Since its founding in 2013, Distill Ventures has invested more than $300 million in 39 founder-led brands. The accelerator has facilitated several acquisitions by Diageo, including cold brew coffee liqueur Mr Black, Japanese rice whisky Kikori and vermouth brand Belsazar. Though the group has invested in traditional spirits (others include Danish whiskey label Stauning and German distillery Rheinland), it has also ventured into the non-alcoholic spirit space through brands such as Seedlip and Ritual Zero Proof, which were both acquired by Diageo.

The company launched its Pre-Accelerator program in 2021, designed to open up capital opportunities and business advising for entrepreneurs from underrepresented communities. That program has supported brands including VERVET, Atōst, Kromanti Rum and canned cocktail Lot42. The most recent cohort, announced in May 2023, backed CASA J, a female- and Mexican-owned tequila blanco brand; Pimentae, a London-based and female-founded tequila canned cocktail; Idle Hands, a Black-owned flavored tequila; Lodestar, a pre-launch American Whiskey; and Tanica, a woman-owned, low-ABV spirits producer.
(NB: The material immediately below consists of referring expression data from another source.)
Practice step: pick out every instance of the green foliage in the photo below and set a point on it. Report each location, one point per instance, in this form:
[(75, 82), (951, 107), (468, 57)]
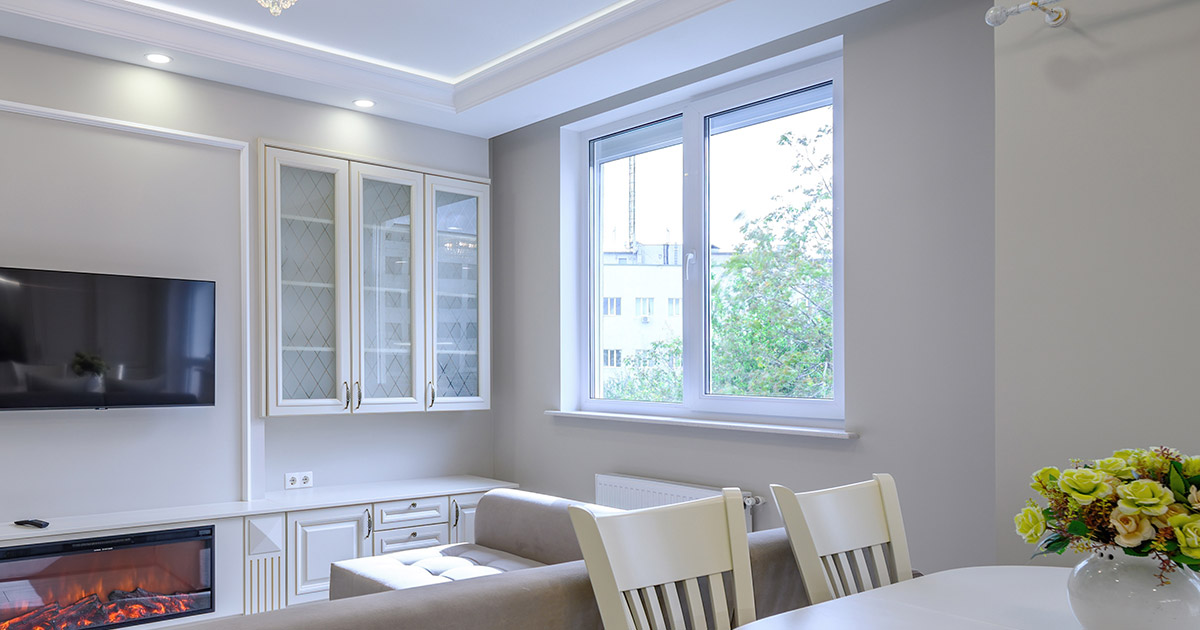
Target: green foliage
[(649, 376), (772, 301)]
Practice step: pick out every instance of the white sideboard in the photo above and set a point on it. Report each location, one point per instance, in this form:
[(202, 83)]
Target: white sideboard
[(276, 551)]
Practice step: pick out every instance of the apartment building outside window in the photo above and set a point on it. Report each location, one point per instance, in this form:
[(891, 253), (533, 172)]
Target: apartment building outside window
[(751, 246)]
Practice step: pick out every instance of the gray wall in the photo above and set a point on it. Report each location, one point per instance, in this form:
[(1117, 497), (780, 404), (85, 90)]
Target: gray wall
[(72, 462), (919, 295), (1096, 239)]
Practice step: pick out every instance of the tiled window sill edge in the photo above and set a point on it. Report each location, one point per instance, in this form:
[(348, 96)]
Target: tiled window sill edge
[(725, 425)]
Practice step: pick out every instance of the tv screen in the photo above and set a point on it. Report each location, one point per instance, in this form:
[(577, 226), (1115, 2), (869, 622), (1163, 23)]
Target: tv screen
[(72, 340)]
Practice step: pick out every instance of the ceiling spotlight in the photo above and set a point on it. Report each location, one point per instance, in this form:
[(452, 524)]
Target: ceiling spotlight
[(999, 15)]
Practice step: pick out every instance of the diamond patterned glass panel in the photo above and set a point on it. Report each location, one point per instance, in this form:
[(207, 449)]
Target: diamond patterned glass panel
[(307, 303), (387, 281), (456, 301)]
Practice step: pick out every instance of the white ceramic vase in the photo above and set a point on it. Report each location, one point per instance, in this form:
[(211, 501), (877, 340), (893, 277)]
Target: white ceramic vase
[(1110, 591)]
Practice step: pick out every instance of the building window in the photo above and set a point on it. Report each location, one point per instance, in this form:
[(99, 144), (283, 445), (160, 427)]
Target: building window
[(612, 358), (751, 243)]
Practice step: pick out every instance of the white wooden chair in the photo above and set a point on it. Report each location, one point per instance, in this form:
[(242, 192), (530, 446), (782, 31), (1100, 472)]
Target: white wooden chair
[(649, 567), (846, 539)]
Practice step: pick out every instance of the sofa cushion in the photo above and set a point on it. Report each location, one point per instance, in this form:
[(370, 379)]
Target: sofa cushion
[(414, 568)]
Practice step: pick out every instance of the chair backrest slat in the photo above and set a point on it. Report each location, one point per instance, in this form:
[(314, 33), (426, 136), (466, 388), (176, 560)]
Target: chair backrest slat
[(846, 539), (639, 561)]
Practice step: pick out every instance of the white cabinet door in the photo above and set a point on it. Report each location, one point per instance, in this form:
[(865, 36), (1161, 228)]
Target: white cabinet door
[(307, 298), (412, 538), (462, 510), (388, 276), (319, 538), (460, 294)]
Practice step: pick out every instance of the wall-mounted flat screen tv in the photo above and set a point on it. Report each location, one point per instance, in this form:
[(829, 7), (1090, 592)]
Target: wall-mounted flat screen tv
[(71, 341)]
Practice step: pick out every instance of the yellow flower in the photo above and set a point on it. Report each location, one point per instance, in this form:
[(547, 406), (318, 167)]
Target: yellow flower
[(1187, 533), (1144, 497), (1173, 510), (1115, 467), (1085, 485), (1133, 529), (1192, 467), (1045, 479), (1030, 525)]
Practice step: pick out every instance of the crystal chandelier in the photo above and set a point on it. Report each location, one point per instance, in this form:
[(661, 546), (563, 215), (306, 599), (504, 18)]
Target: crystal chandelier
[(276, 6)]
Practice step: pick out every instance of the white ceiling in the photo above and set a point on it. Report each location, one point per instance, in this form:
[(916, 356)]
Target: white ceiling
[(474, 66)]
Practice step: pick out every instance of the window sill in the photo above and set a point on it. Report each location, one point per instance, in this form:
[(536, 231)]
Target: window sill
[(725, 425)]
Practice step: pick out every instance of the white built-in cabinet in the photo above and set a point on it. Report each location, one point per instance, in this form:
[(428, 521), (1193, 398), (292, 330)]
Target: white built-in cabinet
[(377, 288)]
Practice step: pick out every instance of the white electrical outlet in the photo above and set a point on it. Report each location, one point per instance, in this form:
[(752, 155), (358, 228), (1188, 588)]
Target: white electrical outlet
[(298, 480)]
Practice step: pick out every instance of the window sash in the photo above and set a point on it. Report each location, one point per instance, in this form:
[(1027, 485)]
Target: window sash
[(697, 402)]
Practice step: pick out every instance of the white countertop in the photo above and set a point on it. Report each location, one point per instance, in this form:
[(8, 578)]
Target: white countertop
[(274, 502)]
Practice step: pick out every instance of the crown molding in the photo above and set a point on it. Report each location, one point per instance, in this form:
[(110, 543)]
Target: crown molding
[(575, 45)]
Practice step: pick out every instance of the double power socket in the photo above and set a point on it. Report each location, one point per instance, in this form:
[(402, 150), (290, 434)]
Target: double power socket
[(298, 480)]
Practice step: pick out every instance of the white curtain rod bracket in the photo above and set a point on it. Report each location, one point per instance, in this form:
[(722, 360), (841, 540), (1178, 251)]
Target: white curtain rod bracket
[(1055, 17)]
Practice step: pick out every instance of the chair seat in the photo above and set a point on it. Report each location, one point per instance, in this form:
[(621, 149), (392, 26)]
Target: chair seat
[(415, 568)]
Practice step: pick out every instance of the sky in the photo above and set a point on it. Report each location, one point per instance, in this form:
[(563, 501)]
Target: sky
[(748, 171)]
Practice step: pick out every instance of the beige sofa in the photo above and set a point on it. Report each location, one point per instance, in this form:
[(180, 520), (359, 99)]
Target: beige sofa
[(556, 595)]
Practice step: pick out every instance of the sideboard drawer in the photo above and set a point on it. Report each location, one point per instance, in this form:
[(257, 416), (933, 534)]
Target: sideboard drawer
[(411, 513), (411, 538)]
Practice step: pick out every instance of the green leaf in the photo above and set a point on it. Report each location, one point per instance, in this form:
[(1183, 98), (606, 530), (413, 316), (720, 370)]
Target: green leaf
[(1176, 480)]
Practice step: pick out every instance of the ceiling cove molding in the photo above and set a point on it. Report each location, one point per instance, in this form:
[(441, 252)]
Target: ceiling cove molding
[(573, 46), (191, 35), (181, 34)]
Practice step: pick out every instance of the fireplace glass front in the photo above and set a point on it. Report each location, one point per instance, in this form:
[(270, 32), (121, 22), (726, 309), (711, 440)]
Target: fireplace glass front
[(107, 582)]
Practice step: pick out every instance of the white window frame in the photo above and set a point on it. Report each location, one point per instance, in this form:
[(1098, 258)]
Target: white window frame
[(700, 407)]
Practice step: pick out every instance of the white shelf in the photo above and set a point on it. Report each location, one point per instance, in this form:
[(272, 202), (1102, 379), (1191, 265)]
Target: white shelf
[(307, 220), (311, 285), (275, 502)]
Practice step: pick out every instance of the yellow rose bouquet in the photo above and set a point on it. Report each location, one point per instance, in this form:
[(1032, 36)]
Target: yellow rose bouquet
[(1144, 501)]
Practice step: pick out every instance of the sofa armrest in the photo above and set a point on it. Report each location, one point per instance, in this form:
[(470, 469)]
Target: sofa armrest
[(529, 525)]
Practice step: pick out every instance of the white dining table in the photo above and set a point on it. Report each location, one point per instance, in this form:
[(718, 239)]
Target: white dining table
[(978, 598)]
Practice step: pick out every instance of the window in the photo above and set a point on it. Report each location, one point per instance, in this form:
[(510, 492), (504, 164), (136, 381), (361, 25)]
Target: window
[(612, 358), (751, 243)]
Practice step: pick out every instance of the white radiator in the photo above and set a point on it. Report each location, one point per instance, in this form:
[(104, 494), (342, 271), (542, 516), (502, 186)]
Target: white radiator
[(634, 492)]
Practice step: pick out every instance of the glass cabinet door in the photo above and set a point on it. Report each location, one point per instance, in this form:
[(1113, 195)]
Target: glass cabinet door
[(389, 276), (306, 216), (459, 238)]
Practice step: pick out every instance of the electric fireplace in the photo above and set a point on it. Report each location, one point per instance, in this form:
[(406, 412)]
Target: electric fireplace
[(107, 582)]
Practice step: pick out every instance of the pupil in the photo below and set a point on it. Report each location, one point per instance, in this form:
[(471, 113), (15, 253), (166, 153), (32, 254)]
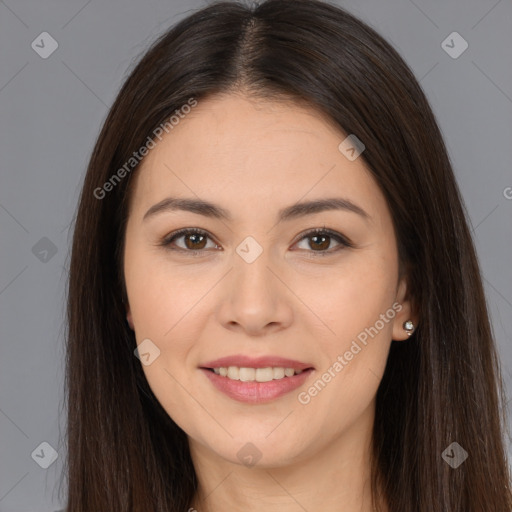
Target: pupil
[(324, 245), (193, 236)]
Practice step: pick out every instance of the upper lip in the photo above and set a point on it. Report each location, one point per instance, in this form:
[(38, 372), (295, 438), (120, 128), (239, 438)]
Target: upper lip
[(256, 362)]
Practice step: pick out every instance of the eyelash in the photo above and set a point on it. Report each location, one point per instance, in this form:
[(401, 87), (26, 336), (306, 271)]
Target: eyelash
[(343, 241)]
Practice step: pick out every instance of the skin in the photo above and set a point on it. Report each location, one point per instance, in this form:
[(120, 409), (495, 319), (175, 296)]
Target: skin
[(253, 158)]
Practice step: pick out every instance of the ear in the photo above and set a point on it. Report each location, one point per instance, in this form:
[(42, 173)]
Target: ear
[(129, 318), (406, 313)]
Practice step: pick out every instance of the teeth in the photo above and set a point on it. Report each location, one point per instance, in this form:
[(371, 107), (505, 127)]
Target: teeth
[(256, 374)]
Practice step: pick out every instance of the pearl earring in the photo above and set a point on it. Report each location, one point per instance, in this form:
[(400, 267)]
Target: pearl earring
[(409, 327)]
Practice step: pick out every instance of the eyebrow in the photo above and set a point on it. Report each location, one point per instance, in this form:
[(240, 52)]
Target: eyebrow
[(294, 211)]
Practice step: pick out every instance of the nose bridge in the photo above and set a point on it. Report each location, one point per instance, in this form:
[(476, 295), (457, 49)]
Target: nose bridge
[(251, 272), (254, 298)]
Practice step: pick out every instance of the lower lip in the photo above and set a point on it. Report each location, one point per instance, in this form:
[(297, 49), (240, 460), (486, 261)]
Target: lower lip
[(256, 392)]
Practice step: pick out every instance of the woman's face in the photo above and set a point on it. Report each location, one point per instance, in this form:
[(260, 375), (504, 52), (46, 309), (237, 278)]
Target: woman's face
[(258, 287)]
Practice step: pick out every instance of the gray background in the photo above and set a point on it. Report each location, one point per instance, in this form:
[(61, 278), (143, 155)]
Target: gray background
[(51, 111)]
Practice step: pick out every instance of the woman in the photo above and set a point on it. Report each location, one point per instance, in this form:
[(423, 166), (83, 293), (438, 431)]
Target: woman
[(274, 298)]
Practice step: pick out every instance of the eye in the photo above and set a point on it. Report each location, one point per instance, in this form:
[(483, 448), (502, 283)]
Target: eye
[(194, 240), (320, 239)]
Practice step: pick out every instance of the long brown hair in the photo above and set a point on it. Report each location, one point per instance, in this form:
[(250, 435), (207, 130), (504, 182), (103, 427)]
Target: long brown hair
[(441, 386)]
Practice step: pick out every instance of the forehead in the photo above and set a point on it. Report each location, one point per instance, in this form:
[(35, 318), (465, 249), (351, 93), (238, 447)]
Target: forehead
[(253, 151)]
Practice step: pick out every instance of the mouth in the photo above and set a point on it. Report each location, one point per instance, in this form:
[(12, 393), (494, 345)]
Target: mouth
[(245, 374), (256, 381)]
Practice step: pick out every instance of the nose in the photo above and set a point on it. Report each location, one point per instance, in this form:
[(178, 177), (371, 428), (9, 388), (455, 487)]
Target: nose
[(255, 299)]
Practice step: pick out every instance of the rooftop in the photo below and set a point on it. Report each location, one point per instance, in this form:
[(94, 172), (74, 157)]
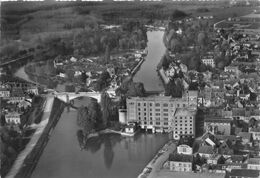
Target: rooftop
[(244, 173), (180, 158)]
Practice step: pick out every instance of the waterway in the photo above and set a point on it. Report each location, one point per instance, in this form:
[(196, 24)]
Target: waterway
[(107, 156), (147, 73)]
Distill Ventures was founded in 2013 by Frank Lampen, Shilen Patel and Dan Gasper. Heidi Dillon has served as the most recent CEO, after joining the London-based firm in 2018 to oversee its U.S. business, first as portfolio director of its non-alcoholic drinks practice before becoming managing director of North America in 2020.

The shift comes as major spirits groups face a flat marketplace, and Diageo in particular has been under pressure from investors after post-pandemic dips and a surprising slump in Latin American sales in FY 2023. In its latest earnings report the company withdrew its +5% to +7% sales growth target, and warned of a potential $200 million hit from tariffs.